As someone who raises funds for my media companies, I engage freely in conversations with many people from all walks of life, always with an expected level of privacy. In the world of the media, owners and editors are sought out by all: prime ministers, powerful CEOs, the defenceless, and even criminals. In Yorgen Fenech’s case I was asked for my opinion as a newspaper owner several times. My advice to him, given how I interpreted his umbrage over certain press reports, was always to say the truth. 

As was the case when he sent me a statement on David Thake (after a story in MaltaToday reporting then MP Jason Azzopardi on Adrian Delia’s alleged attempt to derail David Casa’s re-election) about Adrian Delia and I told him that if what he is saying is not true I cannot simply tell the journalist to change it, he should publicly deny it.  He then sent me a draft to see and later I told him he should send it to all the press and the editor of MaltaToday and not to me.  At the time it would never have crossed my mind that he harboured the darkest of plots. 

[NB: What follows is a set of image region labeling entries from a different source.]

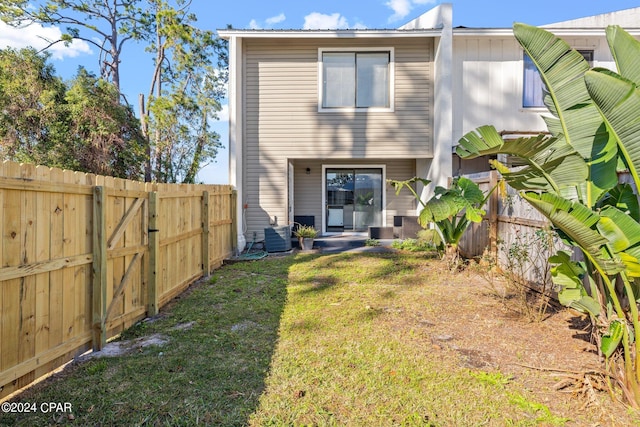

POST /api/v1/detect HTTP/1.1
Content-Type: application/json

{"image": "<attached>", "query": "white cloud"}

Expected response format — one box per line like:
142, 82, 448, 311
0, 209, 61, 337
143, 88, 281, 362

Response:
0, 21, 92, 60
216, 104, 229, 122
249, 13, 287, 30
302, 12, 349, 30
249, 19, 262, 30
385, 0, 436, 22
264, 13, 287, 25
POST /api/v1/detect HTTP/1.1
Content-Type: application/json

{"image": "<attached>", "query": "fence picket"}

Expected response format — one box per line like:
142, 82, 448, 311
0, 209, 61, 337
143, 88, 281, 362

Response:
0, 161, 236, 398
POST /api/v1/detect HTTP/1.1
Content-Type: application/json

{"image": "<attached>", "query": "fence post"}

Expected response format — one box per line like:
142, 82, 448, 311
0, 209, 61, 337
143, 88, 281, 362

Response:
202, 191, 211, 277
231, 190, 238, 255
147, 191, 160, 316
489, 171, 500, 260
92, 186, 107, 351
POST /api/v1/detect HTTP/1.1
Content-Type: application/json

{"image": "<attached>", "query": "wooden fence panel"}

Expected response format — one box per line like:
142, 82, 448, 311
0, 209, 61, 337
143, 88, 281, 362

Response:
0, 162, 92, 396
460, 171, 571, 283
0, 161, 237, 398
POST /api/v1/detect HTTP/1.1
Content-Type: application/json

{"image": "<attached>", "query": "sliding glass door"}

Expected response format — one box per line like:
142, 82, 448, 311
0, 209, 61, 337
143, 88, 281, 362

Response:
325, 168, 383, 232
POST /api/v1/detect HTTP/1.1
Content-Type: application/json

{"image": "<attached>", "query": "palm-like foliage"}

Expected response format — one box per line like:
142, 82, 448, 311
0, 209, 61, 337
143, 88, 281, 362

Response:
387, 177, 493, 260
457, 24, 640, 406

When he complained like so many others would do  – in this case about a picture of himself and a title about 17 Black in MaltaToday – I did nothing about it even though I gave the false impression that I had scolded the journalist. So much so the story and picture were never changed. As is the case with numerous complaints, from politicians, businessmen, legal, audit firms and individuals who pester me incessantly as a media owner to remove or edit stories... all my editors past and present will attest for their editorial independence.

Many are the conversations that take place by texting (with its implied risk of leak…). To simply shun potential sources of information is not really part of the trade. I entertain most approaches, before passing judgement. Naturally, my conversations take place with an implied expectation of privacy. 

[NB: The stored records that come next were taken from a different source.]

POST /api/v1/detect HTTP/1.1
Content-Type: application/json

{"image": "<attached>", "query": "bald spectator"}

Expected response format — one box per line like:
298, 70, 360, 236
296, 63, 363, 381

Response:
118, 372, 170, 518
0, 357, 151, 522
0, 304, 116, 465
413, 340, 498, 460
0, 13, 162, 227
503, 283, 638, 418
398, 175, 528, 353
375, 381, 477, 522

This idea that one is guilty by association after having spoken to, met with Yorgen Fenech, is unacceptable. Multitudes of private citizens, businesspeople and many from the political class including former prime ministers,  from both sides of the political spectrum would be guilty of the same. 

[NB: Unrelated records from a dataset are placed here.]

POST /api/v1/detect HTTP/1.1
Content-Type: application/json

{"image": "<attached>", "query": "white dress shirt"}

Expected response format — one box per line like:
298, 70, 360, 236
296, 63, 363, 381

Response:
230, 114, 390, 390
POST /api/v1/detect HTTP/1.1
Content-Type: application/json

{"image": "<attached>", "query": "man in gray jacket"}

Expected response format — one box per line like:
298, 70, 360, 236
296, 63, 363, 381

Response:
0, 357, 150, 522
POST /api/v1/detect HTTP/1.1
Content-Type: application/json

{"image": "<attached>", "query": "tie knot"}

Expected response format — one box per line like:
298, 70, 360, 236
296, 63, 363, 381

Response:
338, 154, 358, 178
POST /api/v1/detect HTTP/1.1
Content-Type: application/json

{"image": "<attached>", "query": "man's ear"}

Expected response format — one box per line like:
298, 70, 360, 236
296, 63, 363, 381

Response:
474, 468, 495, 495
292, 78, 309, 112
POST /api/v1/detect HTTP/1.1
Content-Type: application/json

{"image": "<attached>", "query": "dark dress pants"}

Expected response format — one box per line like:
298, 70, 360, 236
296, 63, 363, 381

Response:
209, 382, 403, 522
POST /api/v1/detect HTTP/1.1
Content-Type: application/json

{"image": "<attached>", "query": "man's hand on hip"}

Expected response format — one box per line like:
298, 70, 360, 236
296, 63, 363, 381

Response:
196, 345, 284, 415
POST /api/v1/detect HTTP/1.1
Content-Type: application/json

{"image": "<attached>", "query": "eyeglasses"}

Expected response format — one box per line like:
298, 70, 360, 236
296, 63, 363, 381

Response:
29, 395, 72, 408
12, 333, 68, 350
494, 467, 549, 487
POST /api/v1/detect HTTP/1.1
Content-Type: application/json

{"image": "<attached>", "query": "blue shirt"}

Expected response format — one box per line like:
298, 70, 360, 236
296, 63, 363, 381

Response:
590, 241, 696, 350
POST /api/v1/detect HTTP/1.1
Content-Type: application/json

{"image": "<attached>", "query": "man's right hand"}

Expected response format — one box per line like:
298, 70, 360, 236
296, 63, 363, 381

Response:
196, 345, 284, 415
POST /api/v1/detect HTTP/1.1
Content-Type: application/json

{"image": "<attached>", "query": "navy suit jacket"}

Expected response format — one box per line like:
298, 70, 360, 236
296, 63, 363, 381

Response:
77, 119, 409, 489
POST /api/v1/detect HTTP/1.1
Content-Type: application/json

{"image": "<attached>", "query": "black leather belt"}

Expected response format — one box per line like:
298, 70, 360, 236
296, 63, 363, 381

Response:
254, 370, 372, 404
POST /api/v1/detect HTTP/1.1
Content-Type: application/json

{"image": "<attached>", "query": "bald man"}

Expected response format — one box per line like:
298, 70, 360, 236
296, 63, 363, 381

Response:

I cannot accept to live under the sword of blackmail. I write this now because I have been in recent days blackmailed to shut up or face the wrath of maverick leakages when it best suits my detractors. 

I do not point my finger at journalists who ask questions. I point my finger at Jason Azzopardi, who gleefully some weeks back celebrated on Facebook the false claims against me by fuel smuggler Darren Debono, just days before the Rosianne Cutajar WhatsApp leaks. I knew then, upon learning that even my private chats had been leaked, that those with privileged access to the criminal evidence were illegally leaking selected chats to selected journalists or bloggers. 

Azzopardi revels in malice, hypocrisy, association by guilt and manipulation – the values no person should aspire to have - and I find that to be evil. I have lost my patience with the coordinated attacks on my media companies, and not only from Jason Azzopardi.  In recent weeks I reported the leak of Jason Azzopardi to the police. I blame him for this state of affairs. I have provided hard and irrefutable evidence of Azzopardi passing on privileged information (chats) to third parties. And what I write here about this former MP is only an infinitesimal small percentage of all things he has hidden from the public, including his cosy relationship with the business community some of which he once reviled or accused of being behind the murder of Daphne Caruana Galizia.

I have lost my patience. I will if necessary fearlessly confront this campaign aimed at causing damage to my companies, while others look on, praying that they will not be touched by these underhand attacks based on the premise of association by guilt - fearful to speak up lest they are attacked and shamed.